In their teenage years, my children used to lament "I didn't ask to be born." I informed them that, as they came to learn more about biology, they would understand that they did ask to be born; that the life force within their particular sperm wanted nothing so much as to be the fertilizer of what was to become their ovum; that they have never worked so insistently for anything in their lives as to come into existence. They soon stopped uttering this plea!
What my children probably meant to say was that they had entered into no contract with either my wife or me to be brought into being. While this is obviously true, it is equally the case that "life" was not simply thrust upon them; that while they had no conscious will in the matter, the sense of life that inhered in their pre-conceptual state impelled their actions.
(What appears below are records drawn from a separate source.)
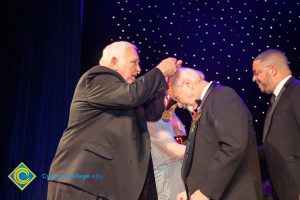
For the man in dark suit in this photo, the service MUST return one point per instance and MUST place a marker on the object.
(281, 135)
(221, 160)
(107, 139)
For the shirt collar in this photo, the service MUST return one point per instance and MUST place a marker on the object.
(280, 85)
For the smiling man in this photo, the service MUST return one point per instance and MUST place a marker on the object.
(281, 135)
(107, 132)
(221, 160)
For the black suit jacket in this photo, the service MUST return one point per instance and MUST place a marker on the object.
(282, 142)
(224, 162)
(107, 132)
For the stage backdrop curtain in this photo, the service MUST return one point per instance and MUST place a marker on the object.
(40, 56)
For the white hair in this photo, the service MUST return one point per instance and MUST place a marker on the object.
(115, 49)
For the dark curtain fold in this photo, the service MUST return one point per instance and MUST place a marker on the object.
(40, 56)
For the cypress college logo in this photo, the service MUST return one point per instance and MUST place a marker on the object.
(22, 176)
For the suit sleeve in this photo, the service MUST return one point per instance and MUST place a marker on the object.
(295, 105)
(230, 120)
(108, 91)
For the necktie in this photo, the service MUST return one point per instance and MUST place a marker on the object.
(272, 100)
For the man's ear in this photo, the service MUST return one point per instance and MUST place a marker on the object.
(188, 84)
(114, 63)
(274, 70)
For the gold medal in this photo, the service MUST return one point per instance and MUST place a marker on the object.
(166, 115)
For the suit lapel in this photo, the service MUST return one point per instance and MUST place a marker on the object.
(268, 119)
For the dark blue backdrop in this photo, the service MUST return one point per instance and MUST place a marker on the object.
(40, 56)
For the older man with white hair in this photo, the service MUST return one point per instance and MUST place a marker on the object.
(107, 139)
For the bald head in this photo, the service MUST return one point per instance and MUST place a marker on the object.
(186, 74)
(269, 68)
(186, 86)
(115, 50)
(273, 57)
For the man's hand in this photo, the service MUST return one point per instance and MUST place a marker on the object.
(168, 66)
(197, 195)
(182, 196)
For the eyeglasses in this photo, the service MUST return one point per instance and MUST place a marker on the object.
(256, 73)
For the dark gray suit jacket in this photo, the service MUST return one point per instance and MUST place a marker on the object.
(107, 132)
(224, 162)
(282, 142)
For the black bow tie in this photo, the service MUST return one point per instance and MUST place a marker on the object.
(198, 101)
(170, 104)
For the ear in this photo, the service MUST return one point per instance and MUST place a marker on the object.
(188, 84)
(274, 70)
(114, 63)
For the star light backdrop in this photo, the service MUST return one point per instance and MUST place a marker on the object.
(220, 38)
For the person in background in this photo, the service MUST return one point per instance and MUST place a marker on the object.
(221, 160)
(107, 132)
(167, 151)
(281, 134)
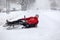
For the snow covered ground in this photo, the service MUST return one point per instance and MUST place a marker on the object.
(48, 27)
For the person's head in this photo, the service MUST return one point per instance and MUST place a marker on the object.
(37, 15)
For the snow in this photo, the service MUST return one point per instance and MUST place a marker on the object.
(48, 27)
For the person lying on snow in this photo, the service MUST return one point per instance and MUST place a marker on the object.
(26, 22)
(30, 21)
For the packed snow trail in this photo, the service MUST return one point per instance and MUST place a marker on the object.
(48, 27)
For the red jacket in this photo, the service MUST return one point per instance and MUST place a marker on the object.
(31, 20)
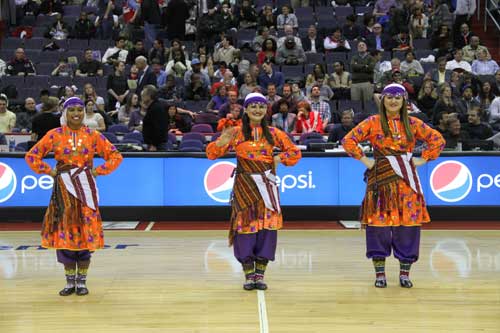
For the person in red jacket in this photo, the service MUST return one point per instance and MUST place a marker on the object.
(308, 120)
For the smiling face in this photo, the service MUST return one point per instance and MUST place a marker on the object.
(393, 104)
(89, 106)
(74, 116)
(256, 112)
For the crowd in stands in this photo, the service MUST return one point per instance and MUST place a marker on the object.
(320, 65)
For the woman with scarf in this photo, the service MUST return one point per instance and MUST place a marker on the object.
(394, 207)
(308, 121)
(72, 223)
(256, 213)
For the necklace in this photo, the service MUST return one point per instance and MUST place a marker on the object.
(396, 135)
(256, 137)
(74, 141)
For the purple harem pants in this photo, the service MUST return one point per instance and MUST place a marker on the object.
(67, 257)
(248, 247)
(405, 241)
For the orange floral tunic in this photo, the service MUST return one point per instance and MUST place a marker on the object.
(259, 150)
(412, 209)
(61, 141)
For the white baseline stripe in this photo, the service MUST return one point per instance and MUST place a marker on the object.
(150, 226)
(264, 325)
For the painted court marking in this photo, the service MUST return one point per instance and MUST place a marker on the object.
(264, 325)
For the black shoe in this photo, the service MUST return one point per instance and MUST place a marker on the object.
(249, 285)
(381, 283)
(405, 283)
(67, 291)
(260, 285)
(82, 291)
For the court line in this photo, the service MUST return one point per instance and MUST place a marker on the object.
(150, 226)
(264, 325)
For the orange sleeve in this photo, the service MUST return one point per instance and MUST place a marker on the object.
(110, 154)
(290, 154)
(358, 134)
(35, 156)
(214, 152)
(434, 140)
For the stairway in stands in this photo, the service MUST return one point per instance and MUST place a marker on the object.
(490, 38)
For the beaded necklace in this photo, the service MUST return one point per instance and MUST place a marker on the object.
(74, 141)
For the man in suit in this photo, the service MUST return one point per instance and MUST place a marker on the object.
(378, 40)
(154, 124)
(340, 130)
(146, 76)
(284, 120)
(441, 74)
(312, 43)
(270, 76)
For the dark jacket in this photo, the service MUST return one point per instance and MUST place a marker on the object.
(306, 44)
(362, 68)
(155, 125)
(150, 12)
(147, 78)
(176, 14)
(387, 43)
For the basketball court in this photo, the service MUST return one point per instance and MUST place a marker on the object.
(155, 280)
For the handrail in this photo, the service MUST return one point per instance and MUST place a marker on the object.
(489, 11)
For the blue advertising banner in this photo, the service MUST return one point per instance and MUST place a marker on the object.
(314, 181)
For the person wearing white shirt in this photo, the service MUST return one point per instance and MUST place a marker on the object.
(463, 12)
(7, 118)
(116, 53)
(336, 42)
(287, 18)
(289, 32)
(483, 66)
(457, 62)
(494, 119)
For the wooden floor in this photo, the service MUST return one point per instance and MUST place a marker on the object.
(188, 281)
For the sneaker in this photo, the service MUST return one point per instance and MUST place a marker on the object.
(381, 283)
(405, 282)
(67, 291)
(249, 285)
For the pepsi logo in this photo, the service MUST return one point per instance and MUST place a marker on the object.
(451, 181)
(8, 182)
(218, 181)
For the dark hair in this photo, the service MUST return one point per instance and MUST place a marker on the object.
(341, 63)
(128, 102)
(160, 41)
(151, 91)
(404, 119)
(410, 52)
(305, 105)
(118, 63)
(315, 86)
(273, 48)
(247, 130)
(352, 18)
(322, 67)
(283, 101)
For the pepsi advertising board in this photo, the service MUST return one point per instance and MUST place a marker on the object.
(314, 181)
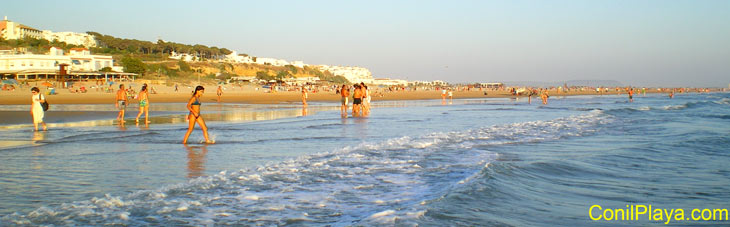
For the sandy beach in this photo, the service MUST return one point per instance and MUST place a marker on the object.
(254, 94)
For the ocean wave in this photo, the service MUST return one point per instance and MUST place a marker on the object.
(370, 183)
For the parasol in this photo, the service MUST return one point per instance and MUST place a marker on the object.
(10, 81)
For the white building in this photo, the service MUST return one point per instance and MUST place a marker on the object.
(234, 57)
(271, 61)
(79, 59)
(184, 57)
(70, 38)
(389, 82)
(83, 60)
(14, 30)
(353, 74)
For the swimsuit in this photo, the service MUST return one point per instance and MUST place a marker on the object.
(122, 104)
(196, 103)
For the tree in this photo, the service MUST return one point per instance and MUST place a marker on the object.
(184, 66)
(133, 65)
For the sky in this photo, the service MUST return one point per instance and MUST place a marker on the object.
(637, 42)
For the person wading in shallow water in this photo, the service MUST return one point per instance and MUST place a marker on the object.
(194, 116)
(144, 105)
(121, 103)
(36, 110)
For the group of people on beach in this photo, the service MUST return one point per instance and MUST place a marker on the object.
(121, 102)
(193, 106)
(360, 100)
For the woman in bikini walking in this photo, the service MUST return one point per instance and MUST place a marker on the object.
(194, 116)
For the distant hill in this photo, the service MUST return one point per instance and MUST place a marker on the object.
(590, 83)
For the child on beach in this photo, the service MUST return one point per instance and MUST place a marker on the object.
(356, 100)
(36, 110)
(304, 96)
(144, 105)
(344, 93)
(121, 103)
(219, 92)
(194, 116)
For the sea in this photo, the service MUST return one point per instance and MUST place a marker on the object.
(466, 162)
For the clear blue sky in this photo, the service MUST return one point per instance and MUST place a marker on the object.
(664, 43)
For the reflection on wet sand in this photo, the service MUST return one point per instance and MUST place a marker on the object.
(175, 113)
(37, 152)
(196, 160)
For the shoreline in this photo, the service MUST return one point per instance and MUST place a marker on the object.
(260, 97)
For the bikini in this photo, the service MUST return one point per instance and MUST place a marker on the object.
(196, 103)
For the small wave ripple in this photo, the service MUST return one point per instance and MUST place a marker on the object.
(370, 183)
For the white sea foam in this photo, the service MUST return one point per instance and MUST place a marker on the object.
(393, 174)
But all of us — including my three children — are human beings and, as such, each of us is characterized by "free will." This means that each of us has the capacity for self-ownership and self-direction, qualities that men like Locke and Jefferson regarded as so inseparable to life itself that social institutions — particularly the state — must rest their legitimacy upon their inviolability.
We are long past the day when even intelligent men and women incorporate such insights into their thinking or discussions. The pragmatic demands of Realpolitik — including how to manipulate "public opinion" and put together power-based coalitions — now dominate the conscious minds of most. But as our modern world continues its present entropic collapse into worldwide warfare, police-state oppression, and dehumanizing regimentation, it might be timely to resurrect some earlier notions — born of renaissance and enlightenment thinking — about the centrality of individuals in defining our social systems and behavior.